By J.A. (Julie) Kazimer
Writers are given a lot of rules when we first start writing: Don't change tense, don't head-hop, don't plagiarize the Bible... After awhile, we learn to pick and choose what rules are right for us and our work. But there are still some NEVER to be broken rules like those below:
5) Kill a dog. Just don't do it. Other animals are questionable decisions at best, but whack Fluffy, and there's no coming back.
4) Dare the reader to hate it. Yes, that's right. Never, ever, dare your reader to hate your book or to put it down. Guess what? I'm not 5 any longer and can see right through your lame ass attempt at reverse psychology.
3) Stand on your pulpit. If your book calls for political and/or religious views, fine. That's well and good. Fiction is about what the book needs. But if you're writing a spy thriller and suddenly I'm forced to read a passage about your viewpoint on building a fence around illegal aliens and I'll stop reading right then. Never write to hear your own voice.
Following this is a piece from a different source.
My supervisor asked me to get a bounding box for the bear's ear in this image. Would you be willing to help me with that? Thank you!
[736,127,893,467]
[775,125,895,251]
2) Add characters to fulfill a quota. Unless that one armed, Jewish, lesbian sidekick is vital to the story, please don't throw her in. She has a hard enough time playing catcher in her softball league.
1) Follow the rules. If you want to kill a one-pawed, Jewish, lesbian canine stuck behind a electric fence with the Taco Bell dog, go ahead. I dare you. There are no absolutes when it comes to writing. Good advice on what people hate, sure, but if you dare to write it, then get on it.
How do you feel about 'the rules'? Any no-no's you can think of?